From: pat hayes <phayes@ai.uwf.edu>
Subject: Re: possible semantic bugs concerning domain and range
Date: Tue, 24 Sep 2002 18:09:38 -0500

[...]

> Yes, that is a good point, I confess, and one that forces me to admit 
> that the idea of 'the' (singular) range has to be relaxed.  But even 
> in this case I would prefer to say that both bar and baz are ranges, 
> and that it therefore follows that any value of foo is in their 
> intersection, but not that the intersection *was* a range.
> 
> I want to be able to restrict the class of range classes to a limited 
> set in a particular application (eg they might correspond to Java 
> classes, or have associated datatypes).
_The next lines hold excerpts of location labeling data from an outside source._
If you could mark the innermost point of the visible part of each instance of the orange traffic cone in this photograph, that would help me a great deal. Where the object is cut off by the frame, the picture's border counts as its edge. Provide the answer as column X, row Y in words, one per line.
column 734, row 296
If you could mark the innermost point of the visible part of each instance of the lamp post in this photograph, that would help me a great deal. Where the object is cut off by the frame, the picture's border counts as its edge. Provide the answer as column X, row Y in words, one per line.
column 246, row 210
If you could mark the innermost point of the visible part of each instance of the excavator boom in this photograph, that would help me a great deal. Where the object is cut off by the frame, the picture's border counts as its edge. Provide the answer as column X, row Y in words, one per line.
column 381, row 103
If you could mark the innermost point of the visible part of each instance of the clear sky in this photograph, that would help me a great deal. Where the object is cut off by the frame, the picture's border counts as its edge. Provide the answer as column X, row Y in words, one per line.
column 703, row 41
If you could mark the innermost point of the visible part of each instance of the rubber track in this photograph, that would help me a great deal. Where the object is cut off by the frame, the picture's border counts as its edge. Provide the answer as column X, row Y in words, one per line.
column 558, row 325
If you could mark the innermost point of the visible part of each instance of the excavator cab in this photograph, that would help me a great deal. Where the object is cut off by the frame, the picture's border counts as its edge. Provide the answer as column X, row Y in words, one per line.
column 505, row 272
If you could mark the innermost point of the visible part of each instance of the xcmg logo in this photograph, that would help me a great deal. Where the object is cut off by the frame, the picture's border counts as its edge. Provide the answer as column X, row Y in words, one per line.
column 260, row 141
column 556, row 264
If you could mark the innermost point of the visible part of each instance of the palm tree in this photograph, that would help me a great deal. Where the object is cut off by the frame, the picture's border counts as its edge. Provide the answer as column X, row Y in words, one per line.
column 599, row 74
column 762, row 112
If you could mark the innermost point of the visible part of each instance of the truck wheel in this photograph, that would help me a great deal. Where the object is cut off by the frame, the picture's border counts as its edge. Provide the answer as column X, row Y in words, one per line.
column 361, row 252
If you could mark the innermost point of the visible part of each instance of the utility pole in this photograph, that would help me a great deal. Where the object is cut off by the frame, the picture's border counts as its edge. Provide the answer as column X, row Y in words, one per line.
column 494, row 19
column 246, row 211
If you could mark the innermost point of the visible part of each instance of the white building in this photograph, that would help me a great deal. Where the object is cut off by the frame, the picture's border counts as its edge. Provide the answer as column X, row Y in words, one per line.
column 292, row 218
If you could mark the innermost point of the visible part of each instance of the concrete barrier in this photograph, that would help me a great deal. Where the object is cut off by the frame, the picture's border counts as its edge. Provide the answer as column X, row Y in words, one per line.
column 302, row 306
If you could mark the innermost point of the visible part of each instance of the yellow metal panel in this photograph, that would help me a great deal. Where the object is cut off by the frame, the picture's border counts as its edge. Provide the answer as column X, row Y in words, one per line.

On my view, being a range is 
> (or at any rate, can be) a more substantial claim than merely being a 
> class which holds all the values. Maybe we could have two notions of 
> range: your purely extensional one, and the RDFS intensional one. 
> But it seems to me that we don't really need to be able to transmit 
> rangeness up the subclass hierarchy, since for you the only 
> significance of being a range is that it contains all the values: and 
> if you say that explicitly using rdf:type, it holds in both semantics.
> 
> Heres a way to phrase the difference: call a class a protorange iff 
> it contains all the values of a property. For you, protoranges are 
> ranges. For me, only some of the protoranges need be ranges. Clearly, 
> iff semantics is appropriate for protoranges; but many applications 
> of the notion of range require us to be able to identify particular 
> protoranges as the ones to which other information is associated, 

I would like to know about these applications.  In particular, I would like
to know about these applications that actually work correctly in the
presence of super-properties with different ranges.

> and 
> if we make the identification then this ability to distinguish 
> particular protoranges is lost (or requires extra machinery). Whereas 
> it seems to me that applying the iff semantics provides no useful 
> extra entailments. It allows one to conclude that many more classes 
> are ranges, of course, but all this does is make manifest that the 
> notion of 'range' has been (from my point of view) fatally weakened. 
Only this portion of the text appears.